Dois dias depois, o velório. Um caixão grande, de madeira escura. E um pequenininho, branco. A cena mais desumana que já existiu. O morro inteiro veio. Coroas de flores. Gente chorando. Gente tentando me consolar. Mas eu não via nada, não ouvia ninguém. Eu estava sentado no primeiro banco da capela, com os olhos grudados naquele caixão menor, como se esperasse ver ele se abrir e a minha filha correr pro meu colo de novo.
Mas aquilo era real. Era o fim. E não existia força no mundo capaz de me arrancar dali.
Larissa era minha desde o tempo em que eu vendia bala no sinal. Me esperava na esquina com dois pirulitos no bolso. Foi comigo em tudo. No crime, na dor, na vitória. Dormiu comigo nas lajes, correu comigo da polícia, me curou no primeiro tiro, me ensinou o que era ser amado de verdade. Era minha mulher. Minha parceira. Minha única certeza.
E a Manu… ah, minha Manu. Ela era o sol que iluminava até os cantos mais escuros do meu inferno. Aquele jeitinho de me chamar de “papai”, os passinhos tortos correndo pela casa, os abraços apertados que me desmontavam. Ela era minha alegria. Minha vida. Minha esperança de que tudo podia dar certo.

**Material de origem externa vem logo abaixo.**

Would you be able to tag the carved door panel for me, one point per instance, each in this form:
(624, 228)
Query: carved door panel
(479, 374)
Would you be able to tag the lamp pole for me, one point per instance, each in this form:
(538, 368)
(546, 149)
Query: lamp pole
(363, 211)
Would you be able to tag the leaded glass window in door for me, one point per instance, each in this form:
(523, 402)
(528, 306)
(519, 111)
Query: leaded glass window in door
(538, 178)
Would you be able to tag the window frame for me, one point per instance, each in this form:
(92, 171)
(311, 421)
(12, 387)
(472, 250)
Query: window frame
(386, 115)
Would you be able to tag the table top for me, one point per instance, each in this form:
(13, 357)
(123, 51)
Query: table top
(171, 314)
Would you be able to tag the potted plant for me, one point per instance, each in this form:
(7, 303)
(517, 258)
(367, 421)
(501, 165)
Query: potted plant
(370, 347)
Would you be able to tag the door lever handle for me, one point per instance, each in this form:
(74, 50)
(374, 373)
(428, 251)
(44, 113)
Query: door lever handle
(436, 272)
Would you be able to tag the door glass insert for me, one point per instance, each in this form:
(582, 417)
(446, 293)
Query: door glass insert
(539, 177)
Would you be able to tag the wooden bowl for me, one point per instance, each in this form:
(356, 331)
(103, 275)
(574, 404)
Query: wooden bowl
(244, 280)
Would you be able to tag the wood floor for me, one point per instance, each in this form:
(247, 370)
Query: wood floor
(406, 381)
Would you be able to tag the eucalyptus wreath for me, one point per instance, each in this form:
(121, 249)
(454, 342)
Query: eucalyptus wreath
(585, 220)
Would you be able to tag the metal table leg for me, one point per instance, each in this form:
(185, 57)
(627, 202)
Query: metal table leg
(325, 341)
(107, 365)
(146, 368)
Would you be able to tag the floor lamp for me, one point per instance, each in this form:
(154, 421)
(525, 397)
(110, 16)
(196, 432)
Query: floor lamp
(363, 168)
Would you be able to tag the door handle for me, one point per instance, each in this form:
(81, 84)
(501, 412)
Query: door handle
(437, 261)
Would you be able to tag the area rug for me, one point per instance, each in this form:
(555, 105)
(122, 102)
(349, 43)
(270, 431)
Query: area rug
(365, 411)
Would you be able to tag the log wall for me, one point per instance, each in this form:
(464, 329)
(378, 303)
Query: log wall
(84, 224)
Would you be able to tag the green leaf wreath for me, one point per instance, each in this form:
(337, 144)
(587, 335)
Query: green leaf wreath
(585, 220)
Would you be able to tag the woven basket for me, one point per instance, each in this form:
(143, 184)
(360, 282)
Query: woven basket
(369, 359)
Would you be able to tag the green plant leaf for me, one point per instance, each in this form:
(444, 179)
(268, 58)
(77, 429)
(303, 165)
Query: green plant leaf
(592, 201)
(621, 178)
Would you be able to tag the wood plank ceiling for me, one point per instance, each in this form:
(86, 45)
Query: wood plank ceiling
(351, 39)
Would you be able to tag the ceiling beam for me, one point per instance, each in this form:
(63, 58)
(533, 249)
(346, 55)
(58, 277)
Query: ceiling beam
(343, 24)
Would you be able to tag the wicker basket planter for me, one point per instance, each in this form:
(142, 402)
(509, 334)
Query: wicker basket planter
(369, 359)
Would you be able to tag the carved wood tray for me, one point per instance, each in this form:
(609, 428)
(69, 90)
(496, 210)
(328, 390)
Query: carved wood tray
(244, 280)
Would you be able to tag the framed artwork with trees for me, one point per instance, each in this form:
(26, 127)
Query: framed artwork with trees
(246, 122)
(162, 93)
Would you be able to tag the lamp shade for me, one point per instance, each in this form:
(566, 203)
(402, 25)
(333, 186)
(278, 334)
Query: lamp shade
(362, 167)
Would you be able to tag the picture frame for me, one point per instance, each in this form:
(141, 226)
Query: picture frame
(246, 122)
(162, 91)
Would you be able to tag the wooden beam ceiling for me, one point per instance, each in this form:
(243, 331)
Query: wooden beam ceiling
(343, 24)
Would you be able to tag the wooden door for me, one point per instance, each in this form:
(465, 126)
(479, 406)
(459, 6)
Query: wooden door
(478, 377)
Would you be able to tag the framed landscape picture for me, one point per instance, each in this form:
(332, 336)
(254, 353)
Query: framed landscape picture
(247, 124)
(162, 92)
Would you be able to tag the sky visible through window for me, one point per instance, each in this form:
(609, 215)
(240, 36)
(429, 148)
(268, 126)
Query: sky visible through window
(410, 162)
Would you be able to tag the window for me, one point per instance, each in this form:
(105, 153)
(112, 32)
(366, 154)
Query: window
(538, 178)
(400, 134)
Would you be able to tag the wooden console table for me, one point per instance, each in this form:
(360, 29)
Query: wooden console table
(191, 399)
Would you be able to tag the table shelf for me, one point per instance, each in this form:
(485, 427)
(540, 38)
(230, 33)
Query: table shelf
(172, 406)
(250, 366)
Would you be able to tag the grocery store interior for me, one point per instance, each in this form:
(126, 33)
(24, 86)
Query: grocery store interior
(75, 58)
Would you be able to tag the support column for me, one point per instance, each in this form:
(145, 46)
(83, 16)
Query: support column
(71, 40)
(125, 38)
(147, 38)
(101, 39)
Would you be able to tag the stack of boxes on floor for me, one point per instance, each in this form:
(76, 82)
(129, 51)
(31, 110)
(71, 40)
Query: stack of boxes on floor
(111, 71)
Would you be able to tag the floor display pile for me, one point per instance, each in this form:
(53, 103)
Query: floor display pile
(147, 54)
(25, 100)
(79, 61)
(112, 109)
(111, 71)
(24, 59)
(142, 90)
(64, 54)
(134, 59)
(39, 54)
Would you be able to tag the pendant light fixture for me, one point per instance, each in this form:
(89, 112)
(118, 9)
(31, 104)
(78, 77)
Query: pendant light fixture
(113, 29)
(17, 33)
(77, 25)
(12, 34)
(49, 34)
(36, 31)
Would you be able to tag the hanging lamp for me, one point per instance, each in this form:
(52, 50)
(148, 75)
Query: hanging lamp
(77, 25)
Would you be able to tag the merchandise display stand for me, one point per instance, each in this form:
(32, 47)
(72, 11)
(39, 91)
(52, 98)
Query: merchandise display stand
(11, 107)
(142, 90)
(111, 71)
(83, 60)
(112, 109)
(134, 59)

Lembro de uma noite antes do acidente. A Manu teve febre. A gente ficou deitado, os três juntos, ela no meio, abraçadinha em nós dois. A Lari encostou a testa na minha e disse baixinho:
— Você é um bom pai, sabia?
Eu não soube o que responder. Só abracei elas, com a certeza de que nunca deixaria nada de r**m acontecer. Mas aconteceu. E eu não estava lá pra impedir.

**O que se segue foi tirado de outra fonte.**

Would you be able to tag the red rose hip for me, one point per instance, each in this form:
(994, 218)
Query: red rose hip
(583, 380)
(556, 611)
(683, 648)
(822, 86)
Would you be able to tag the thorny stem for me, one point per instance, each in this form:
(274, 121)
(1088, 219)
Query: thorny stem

Depois daquilo, tudo perdeu o sentido. O Cristian morreu. Só restou o Cobra. O homem que comanda, que mete medo, que carrega o morro nas costas. Mas ninguém vê o que tem por trás. Ninguém sabe do peso que eu carrego.
Meu quarto virou cela. Meu copo virou alívio. Meu travesseiro, um túmulo de lembranças. Todas as noites eu escuto buzina de caminhão nos sonhos, vejo a Lari gritando, a Manu chorando. Eu invadi o sistema de câmeras da cidade. Queria saber como tinha sido. E me arrependi de ter visto. Era ela, certinha, na faixa certa, dirigindo devagar. O caminhão cruzou do nada. Sem freio. Sem lógica. Sem piedade. E passou por cima de tudo. Passou por cima da minha vida.
Hoje eu mando em tudo. Favela, crime, sistema. Mas isso não significa nada. Porque o que me fazia humano, o que me dava cor, cheiro, luz… ficou naquele asfalto.
O mais c***l é acordar todos os dias achando que vou escutar a risada da minha filha ecoando pela casa. Ou ver a Lari saindo do banheiro, reclamando do cigarro. Mas tudo que resta é esse silêncio ensurdecedor, esse vazio que nunca fecha, esse buraco fundo que carrego no peito.
As vezes eu ainda acordo ouvindo a Manu me chamando, sentindo seus beijos no meu rosto, mas isso tudo não passa de um pesadelo, um pesadelo que eu nunca vou me livrar, e que vai sangrar para sempre.
Dizem que o tempo cura.
Mentira.
O tempo apenas ensina a conviver com a dor.
E é por isso que hoje, todos me chamam de Cobra. Porque o Cristian… morreu no dia em que o caminhão esmagou o mundo dele na Dutra.